Mon coeur restera de glace
Je remercie les Editions Belfond pour l'envoi de ce nouveau roman noir.
Éric Cherrière
Il existe au cœur du cœur de la forêt un endroit où vivent les sapins les plus anciens, protégés du vent comme de l'exposition au soleil, de la pluie, de la neige. Protégés aussi du regard des hommes. Une combe lointaine et tempérée qui fut un jour une frontière infranchissable devant laquelle l'enfant s'était dit " Quand je serai grand, je vivrai là. "
Dans ces bois du fin fond de la Corrèze, un jeune garçon trouve refuge en 1918, en compagnie de son frère, une " gueule cassée ". Une guerre plus tard, des soldats allemands s'y enfoncent, sur les traces d'une de leurs unités disparues. Ces mêmes arbres que l'on retrouve en 2020, peints sur les murs de la chambre d'hôpital d'un vieillard allemand.
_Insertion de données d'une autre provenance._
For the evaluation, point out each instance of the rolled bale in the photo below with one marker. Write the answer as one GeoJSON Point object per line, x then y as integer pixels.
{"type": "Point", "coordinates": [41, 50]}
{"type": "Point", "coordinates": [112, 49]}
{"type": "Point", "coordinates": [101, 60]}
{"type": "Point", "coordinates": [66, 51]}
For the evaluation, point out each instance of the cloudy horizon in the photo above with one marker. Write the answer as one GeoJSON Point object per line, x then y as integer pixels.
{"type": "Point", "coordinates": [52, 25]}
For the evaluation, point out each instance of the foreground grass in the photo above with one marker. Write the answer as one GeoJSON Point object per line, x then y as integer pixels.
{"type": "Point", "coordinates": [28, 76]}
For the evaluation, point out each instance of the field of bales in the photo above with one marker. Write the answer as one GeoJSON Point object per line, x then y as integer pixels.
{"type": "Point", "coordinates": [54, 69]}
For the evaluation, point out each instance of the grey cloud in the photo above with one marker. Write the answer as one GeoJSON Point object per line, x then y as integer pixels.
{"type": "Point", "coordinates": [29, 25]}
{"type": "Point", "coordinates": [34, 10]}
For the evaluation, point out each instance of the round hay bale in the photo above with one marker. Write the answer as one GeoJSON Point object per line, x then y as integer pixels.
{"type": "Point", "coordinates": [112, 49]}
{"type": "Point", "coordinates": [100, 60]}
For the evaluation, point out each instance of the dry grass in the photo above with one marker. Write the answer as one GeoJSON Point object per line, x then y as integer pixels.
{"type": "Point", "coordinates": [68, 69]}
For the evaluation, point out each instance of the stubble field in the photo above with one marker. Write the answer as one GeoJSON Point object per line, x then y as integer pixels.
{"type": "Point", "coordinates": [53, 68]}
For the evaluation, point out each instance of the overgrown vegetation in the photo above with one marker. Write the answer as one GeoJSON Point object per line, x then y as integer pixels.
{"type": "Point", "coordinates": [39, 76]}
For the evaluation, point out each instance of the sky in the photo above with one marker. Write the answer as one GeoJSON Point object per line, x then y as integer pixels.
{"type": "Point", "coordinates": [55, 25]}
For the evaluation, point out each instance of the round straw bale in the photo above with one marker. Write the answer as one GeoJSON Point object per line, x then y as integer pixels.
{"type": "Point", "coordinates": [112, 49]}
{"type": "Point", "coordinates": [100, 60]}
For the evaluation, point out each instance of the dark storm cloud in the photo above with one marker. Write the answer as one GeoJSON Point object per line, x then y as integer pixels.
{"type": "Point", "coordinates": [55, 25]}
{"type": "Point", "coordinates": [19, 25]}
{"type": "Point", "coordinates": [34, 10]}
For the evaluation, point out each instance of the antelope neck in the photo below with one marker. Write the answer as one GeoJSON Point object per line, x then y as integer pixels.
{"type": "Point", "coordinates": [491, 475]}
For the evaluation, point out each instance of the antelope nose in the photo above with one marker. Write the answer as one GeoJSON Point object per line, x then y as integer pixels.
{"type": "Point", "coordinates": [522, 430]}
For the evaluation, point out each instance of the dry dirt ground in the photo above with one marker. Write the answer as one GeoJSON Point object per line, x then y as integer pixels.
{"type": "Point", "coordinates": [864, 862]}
Aujourd'hui le vieil homme va parler. Révéler le secret de cette forêt qui ébranlera bien des existences, bien des certitudes. Bien des familles.
De 1918 et 1944 à 2020, Mon cœur restera de glace couvre un siècle de guerres fratricides. Ce roman noir, qui explore les destins d'individus ordinaires perdus aux carrefours de l'histoire, est aussi le roman de la beauté face à la violence. De ces fleurs qui poussent sur les champs de bataille.
Ma chronique :
Un superbe roman qui vogue sur trois temporalités et pas n’importe lesquelles. Chronologiquement l’année 1918 voit le retour d’un grand frère devenu une « gueule cassée », le petit frère prendra soin de lui dans les bois de Corrèze. Puis 1944 arrive, même lieux, d’autres soldats allemands partis à la recherche de leurs unités disparues. Enfin 2020, notre époque où l’on rencontre un des derniers combattants allemands raconter cette forêt et son histoire. Il est toujours passionnant de suivre les aventures des hommes « ordinaires », leur histoire se mêlant à la grande Histoire. L’auteur maîtrise parfaitement son sujet et nous conduit dans ces trois époques différentes à imaginer le lien qu’elles recèlent. J’ai lu le bouleversement des existences, des familles secouées par les guerres, souvent avec émotion mais aussi avec un grand intérêt. On devine un secret, un non-dit qui maintient des fils invisibles et pourtant bien présents. Dès la page 74, j’avais vu les choses venir pourtant cela n’a en rien diminué le plaisir de ma lecture. L’écriture de l’auteur est comme l’eau fraiche d’une rivière, on se laisse absorber avec plaisir, couler parfois mais toujours remonter vers le haut vivre la beauté du texte. J’ai apprécié les chemins de sous-bois que nous fait suivre l’auteur, la violence et le destin des hommes face à l’Histoire. Il y a là une profondeur, une sorte de fatalité, qui donne le sentiment de quelque chose de plus fort que soi. Un roman court qui pose dès le début une situation noire et particulièrement tragique. Des personnages forts et la magie d’un lieu. C’est bien écrit, bien imaginé et bien raconté que demander de plus ? Je peux vous assurer qu’à aucun moment mon cœur n’est resté de glace face à tant d’intelligence, c’est pour moi plus qu'un coup de cœur, un coup au cœur. Bonne lecture.
Citations :
Autrefois généreusement nourri à la graisse de phoque, le manteau en cuir noir dessiné par Hugo Ferdinand Boss n’est plus qu’une armure gelée, lourde et humide, dont Hünger se sépare sans hésitation au pied d’un arbre. Puis il reprend son poste d’éclaireur. Les gouttes ruissellent sur ses tempes, se faufilent dans son cou, glisse le long de l’épine dorsale, réveillant des sensations que sa peau n’a pas oubliées, et Friedrich Hünger croit un instant être retourné dans la Forêt-Noire d’une enfance qu’il n’aurait jamais dû quitter.